Put it altogether and you get a Training Cluster
Training models is done generally on clusters. These provide excellent environments to build a model reasonably quickly. The faster the cluster, the shorter we need to wait to train the model.
Using the Model
The model produced by the training cluster is used to perform inference against. Put simply, inference is the act of asking the model a question and getting a result. It’s generally a relatively light weight exercise on a complicatd baselien set of data.
It’s like asking what you want for dinner. You can probably answer that immediately, but you have a life time of growth influencing the response to that question. What you want to eat is probably really easy to answer, but it took you a life time to figure out what answer you were going to give in that moment, in that circumstance.
Not all models require GPUs or accelerators. In fact, there are many emerging models (ex. many conversational AI bots) can increasingly run on CPUs. With AVX-512 acceleration, and even new technologies like Intel Advanced Math Extensions (AMX) - there is a path for many models to run on CPUs.

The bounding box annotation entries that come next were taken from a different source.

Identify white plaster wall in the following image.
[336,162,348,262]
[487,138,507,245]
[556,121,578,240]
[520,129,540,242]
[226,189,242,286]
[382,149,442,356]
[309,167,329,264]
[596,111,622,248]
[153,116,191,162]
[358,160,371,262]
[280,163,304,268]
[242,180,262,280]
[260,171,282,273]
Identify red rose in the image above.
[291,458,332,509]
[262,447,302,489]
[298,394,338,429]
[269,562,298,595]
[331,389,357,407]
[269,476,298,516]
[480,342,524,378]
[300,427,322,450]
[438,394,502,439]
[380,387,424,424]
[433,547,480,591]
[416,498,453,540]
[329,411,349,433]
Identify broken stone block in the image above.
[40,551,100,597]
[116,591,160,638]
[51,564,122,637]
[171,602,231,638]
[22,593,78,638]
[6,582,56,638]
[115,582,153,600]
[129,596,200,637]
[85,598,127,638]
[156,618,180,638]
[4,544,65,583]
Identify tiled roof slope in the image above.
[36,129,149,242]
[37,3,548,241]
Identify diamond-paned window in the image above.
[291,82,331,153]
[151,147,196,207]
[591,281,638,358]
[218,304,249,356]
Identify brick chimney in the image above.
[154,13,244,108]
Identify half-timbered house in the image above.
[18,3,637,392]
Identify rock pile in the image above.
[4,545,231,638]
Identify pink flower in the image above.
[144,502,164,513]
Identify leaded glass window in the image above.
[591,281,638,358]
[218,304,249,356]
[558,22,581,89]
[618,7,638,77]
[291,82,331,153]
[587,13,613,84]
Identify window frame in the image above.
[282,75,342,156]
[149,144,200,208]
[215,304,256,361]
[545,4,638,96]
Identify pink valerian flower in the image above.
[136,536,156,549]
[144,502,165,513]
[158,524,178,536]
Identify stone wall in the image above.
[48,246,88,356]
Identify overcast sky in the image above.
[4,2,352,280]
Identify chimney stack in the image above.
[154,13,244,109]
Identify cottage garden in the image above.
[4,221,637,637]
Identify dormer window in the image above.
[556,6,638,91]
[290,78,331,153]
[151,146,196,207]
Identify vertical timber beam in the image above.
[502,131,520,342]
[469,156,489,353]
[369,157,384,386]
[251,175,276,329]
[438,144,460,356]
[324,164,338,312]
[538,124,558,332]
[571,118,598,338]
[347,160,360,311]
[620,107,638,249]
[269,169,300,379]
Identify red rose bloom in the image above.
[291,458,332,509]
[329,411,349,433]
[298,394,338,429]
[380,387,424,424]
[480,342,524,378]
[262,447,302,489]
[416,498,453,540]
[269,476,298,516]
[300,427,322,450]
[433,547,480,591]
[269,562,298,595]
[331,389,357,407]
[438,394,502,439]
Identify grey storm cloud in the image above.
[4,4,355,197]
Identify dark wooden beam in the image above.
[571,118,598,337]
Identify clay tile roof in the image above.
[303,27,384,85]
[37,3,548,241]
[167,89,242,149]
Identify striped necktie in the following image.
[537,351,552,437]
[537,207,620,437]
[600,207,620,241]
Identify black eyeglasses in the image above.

But there are some models that will only thrive on GPUs.
For those you want to make sure that you have enough memory to fit the entire model in the GPU, that you have the memory bandwidth, and the performance on the card to support getting results quickly.
As an anecdote, you may find that for certain very large models you would still use an NVIDIA A100 GPU. For the highest end models, it is a fantastic inference card. However it’s probably overkill for most AI models. Your CPU, a 24 or 48 GB GPU, etc… will likely handle 99.9% inference needs (for now).
What you do want to make sure is that you deploy your inference hardware where you need it. The model is a reasonably portable asset. Move it to a private network, to a network of edge nodes, etc… Wherever you need it.
My common phrase is to train at the core, inference at the edge. Use your training cluster to develop rapidly. But deploy it across a wide ranging network that meets your user where they need to be.
I’m excited to see what the next few years bring in terms of pushing the envelope. AI has certainly changed the way we are building infrastructure, and it will benefit traditional computing as well.